Samurai Life

Most samurai are either born into the ranks of the buke from long-serving family lines or adopted from another noble family. Some are adopted from rōnin or vassal families who pledge themselves to a lord. Samurai youth have very few expectations placed on them and aren’t expected to maintain their face. Most want for nothing. So long as they obey their parents, they have no cares until sometime between ages eight and twelve, depending on the family or clan. They are then enrolled in a family dōjō to train for their adult responsibilities.  

Training

  For the upper classes of samurai, learning one’s place in the Empire means training at the family dōjō, practicing techniques perfected over centuries of effort and mastery. This training varies in length depending upon its nature (shugenja students in particular often have widely varying educational careers, depending on when and how strongly their gifts with the kami manifest themselves) and the capabilities of the student, but typically lasts about four years. Students with another clear aptitude are often transferred to another family dōjō within the same clan and given instruction on how to best use their talents to serve.   On rare occasions, they may even be traded to another clan, an arrangement that requires a great number of favours and concessions. After they have met the requirements of their sensei, a samurai is deemed ready for gempuku.  

Gempuku

  The greatest day of a samurai’s young life is the day they become an adult, graduating from their academy dōjō in the coming-of-age ceremony and becoming a fullfledged member of the clan. Usually, this occurs sometime around a samurai’s sixteenth year, although both earlier and later gempuku aren’t uncommon. Most involve tests of some sort, to ensure the samurai has learned all they were required and are capable of performing their duties with excellence. Should the young samurai pass, they are gifted with a wakizashi—traditionally their grandparent’s, although more often a replica made in the same style—and expected to serve the clan faithfully.  

Marriage

  Love has a place in Kiga: in pillow books and wistful poems to one’s beloved, for marrying for true love is rare. Marriage in a feudal society is predicated upon what’s best for the family and alliances, and thus the talent and bloodlines of young samurai are often traded for favours and strategic resources. For a samurai to balk or refuse this is considered the same thing as refusing any other commands from their daimyō: grounds for seppuku—and thus, most samurai wouldn’t even consider questioning it.  

Retirement

  After a lifetime of service to the clan, many samurai choose to become monks, retiring to a monastery to contemplate the mysteries of Shinsei and the Tao. The expression is to “shave one’s head,” referring to the practice of cutting one’s topknot, the symbol of their samurai status (though since many clans adopt a wide variety of hairstyles in the modern era, this remains colloquial).
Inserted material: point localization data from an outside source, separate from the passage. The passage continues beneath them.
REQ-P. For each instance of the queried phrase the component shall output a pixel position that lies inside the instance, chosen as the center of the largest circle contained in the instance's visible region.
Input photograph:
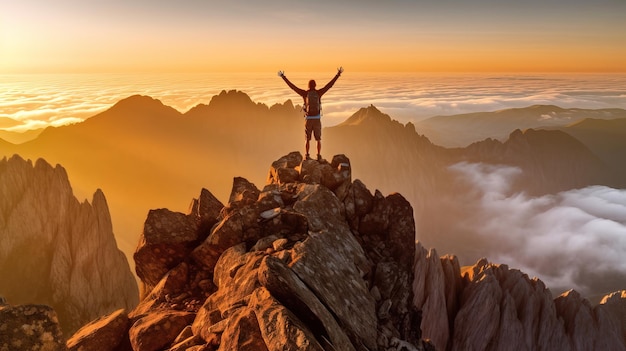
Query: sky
(122, 36)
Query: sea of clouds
(36, 101)
(575, 239)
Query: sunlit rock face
(56, 250)
(493, 307)
(313, 261)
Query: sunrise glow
(191, 36)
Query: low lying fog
(571, 240)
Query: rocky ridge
(313, 261)
(57, 251)
(493, 307)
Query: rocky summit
(313, 261)
(57, 251)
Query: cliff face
(313, 261)
(493, 307)
(56, 250)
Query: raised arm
(291, 85)
(332, 82)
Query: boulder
(158, 330)
(30, 327)
(106, 333)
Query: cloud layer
(42, 100)
(573, 239)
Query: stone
(279, 327)
(78, 268)
(106, 333)
(30, 327)
(166, 241)
(207, 210)
(294, 294)
(243, 193)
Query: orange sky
(71, 36)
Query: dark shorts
(313, 126)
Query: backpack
(312, 103)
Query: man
(313, 109)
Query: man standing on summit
(312, 109)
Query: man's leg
(308, 130)
(306, 147)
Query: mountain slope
(605, 138)
(142, 152)
(315, 261)
(56, 250)
(464, 129)
(143, 164)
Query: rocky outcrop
(56, 250)
(492, 307)
(29, 327)
(313, 261)
(552, 160)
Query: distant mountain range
(464, 129)
(56, 250)
(144, 154)
(19, 137)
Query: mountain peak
(366, 116)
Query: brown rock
(243, 193)
(283, 170)
(242, 332)
(165, 242)
(158, 330)
(229, 232)
(207, 210)
(233, 293)
(286, 287)
(30, 327)
(280, 328)
(103, 334)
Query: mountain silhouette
(605, 138)
(143, 153)
(56, 250)
(464, 129)
(315, 261)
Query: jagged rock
(333, 263)
(615, 304)
(588, 328)
(242, 332)
(292, 292)
(207, 210)
(103, 334)
(279, 327)
(429, 287)
(77, 269)
(497, 308)
(166, 241)
(157, 330)
(283, 170)
(243, 193)
(30, 327)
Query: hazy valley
(547, 202)
(146, 155)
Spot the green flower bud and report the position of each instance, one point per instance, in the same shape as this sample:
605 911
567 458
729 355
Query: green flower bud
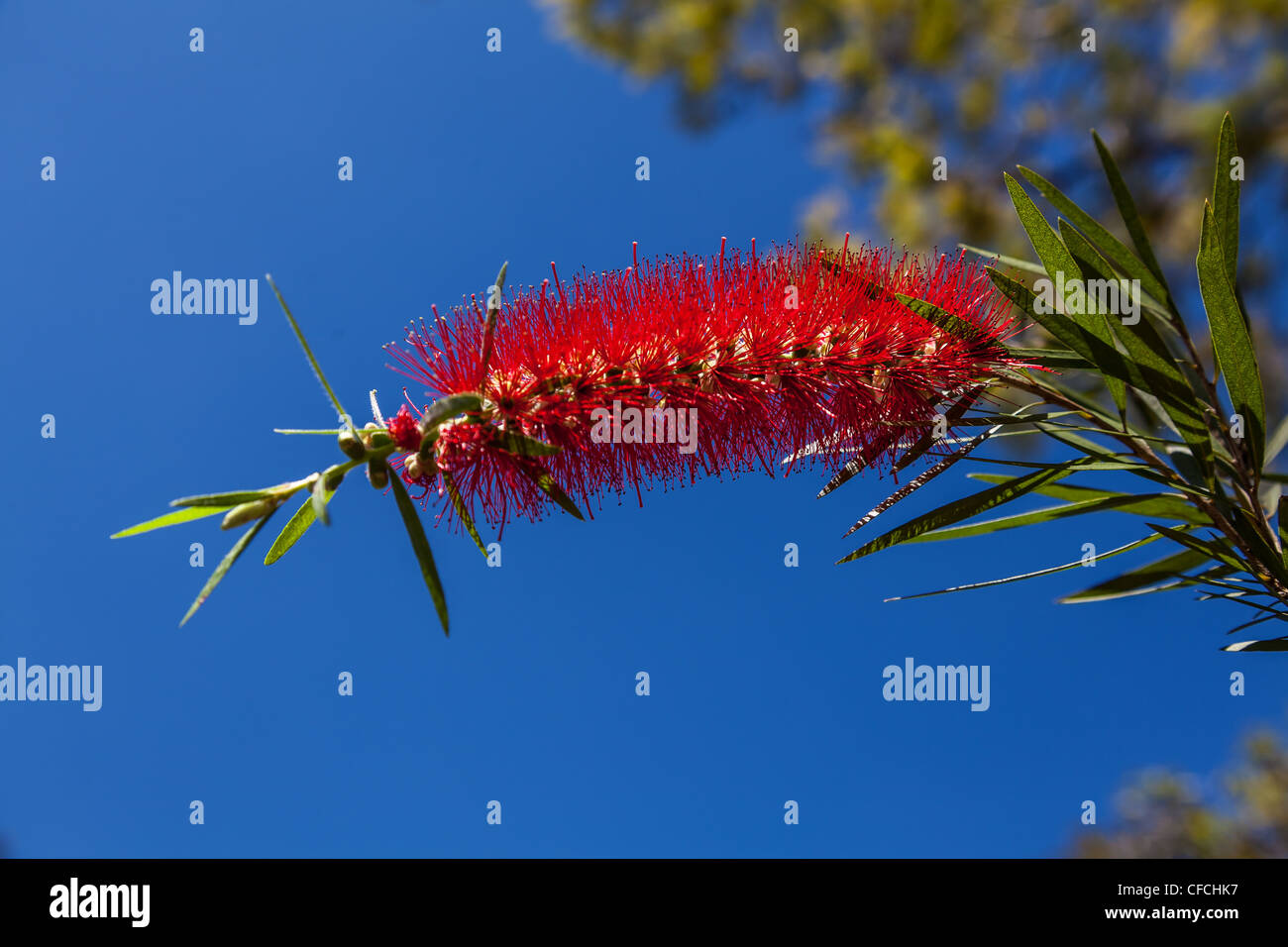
351 445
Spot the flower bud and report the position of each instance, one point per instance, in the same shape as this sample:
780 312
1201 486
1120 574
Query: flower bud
351 445
246 512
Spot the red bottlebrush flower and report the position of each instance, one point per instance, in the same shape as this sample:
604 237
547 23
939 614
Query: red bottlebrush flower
692 367
404 431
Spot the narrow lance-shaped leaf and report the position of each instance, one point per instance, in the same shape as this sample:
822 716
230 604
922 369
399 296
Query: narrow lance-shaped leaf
463 512
962 509
308 354
1218 549
1145 505
1269 644
1155 577
1052 570
544 482
318 497
295 527
1231 339
1129 215
1063 270
1113 248
224 565
526 446
921 479
181 515
420 544
1225 197
449 407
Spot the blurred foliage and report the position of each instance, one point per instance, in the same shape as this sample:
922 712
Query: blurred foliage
1164 814
988 84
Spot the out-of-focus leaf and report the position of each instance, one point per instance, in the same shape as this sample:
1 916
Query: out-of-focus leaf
1231 341
1269 644
295 527
1144 505
1064 270
922 479
318 497
546 484
926 441
961 509
449 407
1112 248
1225 198
1013 262
463 512
1218 548
1052 570
524 446
181 515
1131 217
1144 579
953 325
308 354
1051 359
224 565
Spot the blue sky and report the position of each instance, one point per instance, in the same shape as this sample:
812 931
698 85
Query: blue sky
765 681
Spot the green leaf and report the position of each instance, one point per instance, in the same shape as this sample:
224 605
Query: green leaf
295 527
320 495
546 484
1144 505
1013 262
1283 530
224 565
235 499
524 446
1231 341
1225 198
1131 218
1267 644
921 479
1064 269
1276 442
183 515
1111 363
463 512
1113 248
449 407
926 441
420 544
313 363
1142 579
1052 570
855 464
1218 549
953 325
961 509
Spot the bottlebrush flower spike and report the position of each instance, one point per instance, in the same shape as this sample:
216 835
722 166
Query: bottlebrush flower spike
691 367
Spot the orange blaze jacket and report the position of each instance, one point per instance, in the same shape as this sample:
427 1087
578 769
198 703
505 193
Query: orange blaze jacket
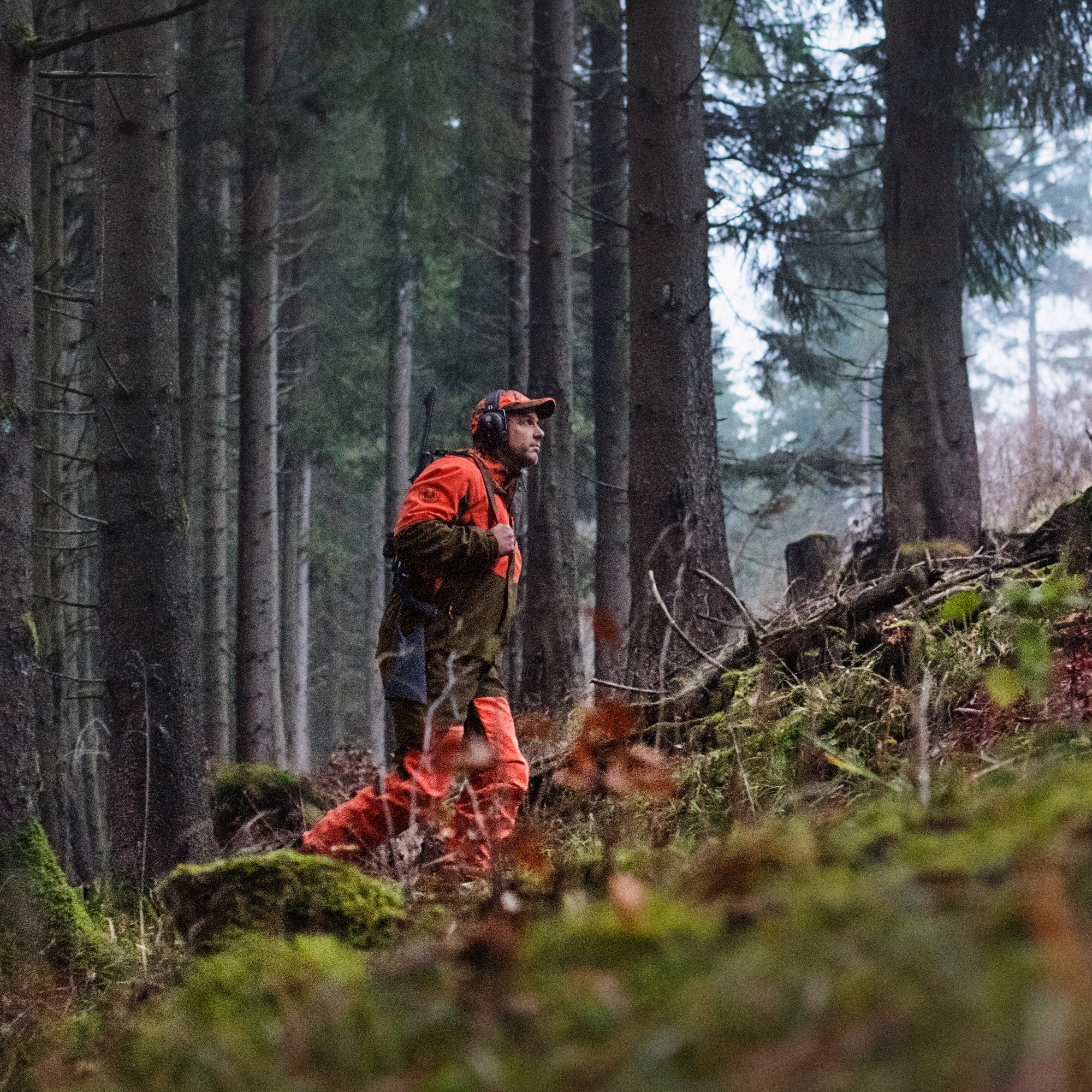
443 539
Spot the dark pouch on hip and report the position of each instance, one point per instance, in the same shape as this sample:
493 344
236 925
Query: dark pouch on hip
407 682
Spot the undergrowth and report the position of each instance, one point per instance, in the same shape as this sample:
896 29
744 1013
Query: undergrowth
770 900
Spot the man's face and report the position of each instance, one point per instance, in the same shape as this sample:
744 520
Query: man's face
525 438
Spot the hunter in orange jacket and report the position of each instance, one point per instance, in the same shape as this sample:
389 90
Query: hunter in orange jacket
444 630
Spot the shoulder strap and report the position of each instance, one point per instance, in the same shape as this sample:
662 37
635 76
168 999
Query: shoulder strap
490 489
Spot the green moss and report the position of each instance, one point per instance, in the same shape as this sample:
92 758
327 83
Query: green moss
25 37
281 894
40 915
244 790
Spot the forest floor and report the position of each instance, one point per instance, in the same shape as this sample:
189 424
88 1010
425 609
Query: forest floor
867 864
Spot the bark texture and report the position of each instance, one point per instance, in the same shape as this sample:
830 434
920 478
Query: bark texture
931 462
259 711
521 84
811 567
295 590
610 343
17 442
158 803
375 601
676 508
218 671
553 668
399 373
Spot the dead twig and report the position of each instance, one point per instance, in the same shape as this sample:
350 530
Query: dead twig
679 630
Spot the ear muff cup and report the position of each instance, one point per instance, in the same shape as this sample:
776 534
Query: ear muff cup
493 423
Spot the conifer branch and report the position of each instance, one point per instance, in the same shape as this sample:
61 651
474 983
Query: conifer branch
37 50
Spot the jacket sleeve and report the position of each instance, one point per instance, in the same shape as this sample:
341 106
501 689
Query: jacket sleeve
430 538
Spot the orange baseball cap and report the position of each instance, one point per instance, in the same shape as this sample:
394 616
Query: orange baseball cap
515 402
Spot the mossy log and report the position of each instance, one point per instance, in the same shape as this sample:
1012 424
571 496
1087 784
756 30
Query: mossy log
42 917
282 894
248 794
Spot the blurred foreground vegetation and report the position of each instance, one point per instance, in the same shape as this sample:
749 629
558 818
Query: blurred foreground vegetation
775 906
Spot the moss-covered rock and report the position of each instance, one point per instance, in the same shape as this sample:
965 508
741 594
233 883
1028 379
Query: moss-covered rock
245 791
42 917
281 894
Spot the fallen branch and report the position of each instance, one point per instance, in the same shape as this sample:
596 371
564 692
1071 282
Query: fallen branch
679 630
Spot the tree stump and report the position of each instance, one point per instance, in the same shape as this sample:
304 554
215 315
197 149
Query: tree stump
812 565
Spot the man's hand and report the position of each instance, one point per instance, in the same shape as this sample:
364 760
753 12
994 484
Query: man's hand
506 540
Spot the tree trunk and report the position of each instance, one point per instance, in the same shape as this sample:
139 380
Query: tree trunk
676 508
50 436
811 567
375 601
218 676
1034 357
193 314
17 441
158 802
519 200
399 372
259 711
931 464
296 490
553 664
610 345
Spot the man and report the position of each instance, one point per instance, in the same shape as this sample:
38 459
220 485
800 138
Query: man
458 564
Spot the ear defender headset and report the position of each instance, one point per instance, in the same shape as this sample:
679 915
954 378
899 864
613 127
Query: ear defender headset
493 423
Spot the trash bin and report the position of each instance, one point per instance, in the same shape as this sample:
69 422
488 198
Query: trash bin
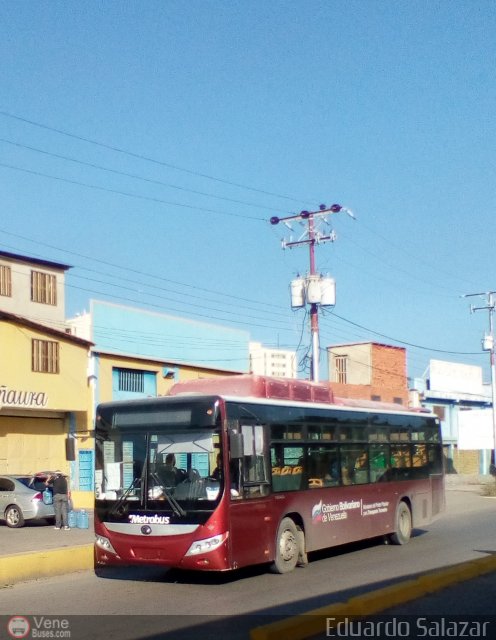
72 519
83 520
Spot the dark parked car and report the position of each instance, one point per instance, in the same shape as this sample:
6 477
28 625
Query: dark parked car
22 498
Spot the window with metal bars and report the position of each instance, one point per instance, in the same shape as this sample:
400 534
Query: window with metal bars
131 380
341 368
43 287
5 281
45 356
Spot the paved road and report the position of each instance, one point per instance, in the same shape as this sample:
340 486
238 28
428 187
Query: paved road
470 597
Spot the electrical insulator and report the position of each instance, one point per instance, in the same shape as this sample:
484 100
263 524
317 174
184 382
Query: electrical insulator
298 293
328 292
314 293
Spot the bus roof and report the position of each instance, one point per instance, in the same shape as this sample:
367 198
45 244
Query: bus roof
265 387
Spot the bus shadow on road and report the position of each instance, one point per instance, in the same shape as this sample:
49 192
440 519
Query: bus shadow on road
180 576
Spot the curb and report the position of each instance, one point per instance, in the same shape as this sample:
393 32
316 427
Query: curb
43 564
313 623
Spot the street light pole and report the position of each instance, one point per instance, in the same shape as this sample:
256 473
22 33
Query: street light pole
488 345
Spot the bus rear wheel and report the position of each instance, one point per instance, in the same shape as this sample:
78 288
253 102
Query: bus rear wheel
403 525
287 547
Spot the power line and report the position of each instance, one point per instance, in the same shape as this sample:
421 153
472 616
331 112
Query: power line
130 175
135 271
409 344
148 159
130 195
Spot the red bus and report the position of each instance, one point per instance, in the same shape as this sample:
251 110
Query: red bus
229 472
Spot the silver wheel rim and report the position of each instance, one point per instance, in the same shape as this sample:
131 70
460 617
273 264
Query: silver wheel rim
288 546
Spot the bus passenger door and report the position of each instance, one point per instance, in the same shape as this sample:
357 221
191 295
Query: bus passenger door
251 520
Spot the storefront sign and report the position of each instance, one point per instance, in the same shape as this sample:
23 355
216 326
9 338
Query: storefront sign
16 398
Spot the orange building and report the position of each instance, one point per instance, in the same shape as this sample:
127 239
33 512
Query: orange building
369 371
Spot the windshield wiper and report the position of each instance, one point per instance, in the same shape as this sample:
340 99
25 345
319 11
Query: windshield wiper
120 501
175 506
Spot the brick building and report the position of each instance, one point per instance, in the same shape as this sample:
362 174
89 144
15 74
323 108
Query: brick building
369 371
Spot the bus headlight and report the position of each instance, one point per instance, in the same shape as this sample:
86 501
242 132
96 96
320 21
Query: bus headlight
206 545
105 544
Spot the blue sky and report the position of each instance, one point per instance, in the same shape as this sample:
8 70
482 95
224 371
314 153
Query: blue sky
158 138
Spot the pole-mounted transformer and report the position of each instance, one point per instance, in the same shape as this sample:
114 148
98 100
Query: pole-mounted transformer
314 289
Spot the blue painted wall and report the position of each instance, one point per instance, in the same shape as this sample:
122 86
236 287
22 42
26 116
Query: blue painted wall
130 331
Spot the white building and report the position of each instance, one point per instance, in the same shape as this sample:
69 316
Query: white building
280 363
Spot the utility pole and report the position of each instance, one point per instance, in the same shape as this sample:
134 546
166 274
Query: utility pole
313 286
488 345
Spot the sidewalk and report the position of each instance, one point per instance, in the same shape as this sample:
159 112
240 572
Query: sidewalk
37 550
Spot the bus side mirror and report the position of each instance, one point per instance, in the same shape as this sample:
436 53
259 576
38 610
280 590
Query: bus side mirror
236 445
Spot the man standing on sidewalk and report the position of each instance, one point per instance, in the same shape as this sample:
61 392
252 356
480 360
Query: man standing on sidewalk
58 483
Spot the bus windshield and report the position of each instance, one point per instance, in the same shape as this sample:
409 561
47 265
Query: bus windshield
169 467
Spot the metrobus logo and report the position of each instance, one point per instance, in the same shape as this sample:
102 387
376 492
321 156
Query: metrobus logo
156 519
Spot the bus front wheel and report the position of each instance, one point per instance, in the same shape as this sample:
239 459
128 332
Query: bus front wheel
287 547
403 525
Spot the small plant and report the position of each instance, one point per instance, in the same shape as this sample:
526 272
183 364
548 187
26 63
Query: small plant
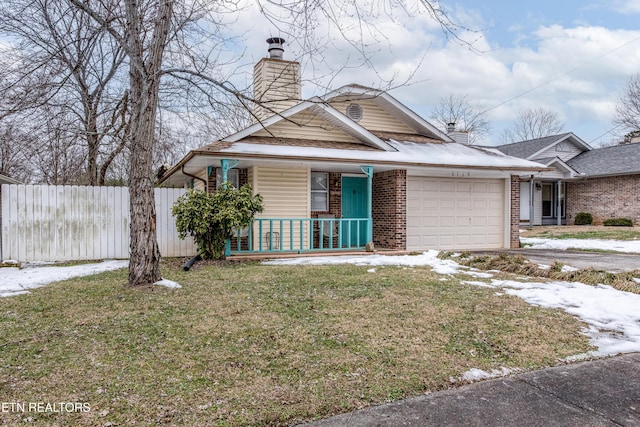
583 218
618 222
211 218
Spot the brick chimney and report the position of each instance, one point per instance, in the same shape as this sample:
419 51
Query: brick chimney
276 81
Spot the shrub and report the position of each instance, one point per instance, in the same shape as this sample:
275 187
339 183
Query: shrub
618 222
583 218
211 218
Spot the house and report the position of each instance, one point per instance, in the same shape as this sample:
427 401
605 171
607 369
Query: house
604 182
356 166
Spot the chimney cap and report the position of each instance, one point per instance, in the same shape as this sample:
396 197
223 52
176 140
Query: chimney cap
275 47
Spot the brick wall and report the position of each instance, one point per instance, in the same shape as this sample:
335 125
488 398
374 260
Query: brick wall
604 198
390 209
514 233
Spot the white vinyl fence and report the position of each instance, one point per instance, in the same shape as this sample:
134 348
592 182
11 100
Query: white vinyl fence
62 223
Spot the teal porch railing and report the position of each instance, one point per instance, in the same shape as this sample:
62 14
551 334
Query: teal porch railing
300 235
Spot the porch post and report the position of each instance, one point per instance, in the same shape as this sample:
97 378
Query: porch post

The samurai surrenders their wakizashi to the clan before mulling over a lifetime’s worth of wisdom in peaceful contemplation. Not all samurai choose to retire; some continue to serve their lords well into old age, while others find a noble death in battle.   But retirement serves a deeply practical purpose. Though a samurai’s clan obligations are in theory severed after a lifetime’s service, most monks stay on their family’s lands, providing a deep wellspring of institutional knowledge and wisdom the clan may continue to tap long after the samurai’s steel has grown dull with age.  

Funeral

  The last act of a samurai—death with dignity—is a solemn affair. While many samurai seek an honourable death in battle, this isn’t always possible. When a samurai dies, their deeds are read before a group of dignitaries and loved ones gathered around an ornate pyre built to represent the elements that make up a samurai’s soul. The body is cremated and the burnt bones are picked out of the ashes with specialized chopsticks, for the dead must never be touched.   Seppuku is another possible end for a samurai—ritual suicide to cleanse the family and the individual of the samurai’s dishonour. Successful performance of seppuku generally redeems the samurai’s shame, allowing them to try to seek honour and dharma again in a different life.  

A Life Without Purpose

  The exception to the samurai way of life is the lifestyle of a rōnin, literally “wave-man,” one tossed by the vicissitudes of fate. A samurai need not accept seppuku to cleanse their honour—they may choose to forsake their duty and leave. Though many rōnin do not conform to the stereotype of honourless, masterless samurai—some are simply the children of rōnin born to their station, acting with greater honour than many samurai of the Great Clans—enough do that they are automatically assumed to be untrustworthy and without decency.

LIFE ON THE WAVES

  Many samurai voluntarily become rōnin for a single year, typically in the year or the second following their gempuku. Considered to be a healthy outlet for a young samurai’s desire to prove themself, this allows them to sharpen their skills and temper their attitudes with experience. Having experienced hardship in the outer Empire, most return and swear fealty to the clan anew with true loyalty rather than an inculcated sense of duty.   While a rōnin is technically still samurai, they have no lord, no clan, and no family—and thus, no purpose. Rōnin are forced to find work as mercenaries or bodyguards, eating dumplings bought from foul heimin merchants and earning their straw bedding with the skill of their blade. Some resort to banditry or crime to gather the coin they need to live, but at least this is still an earning wrought by skill at arms. Even the lowest rōnin is higher than the bonge.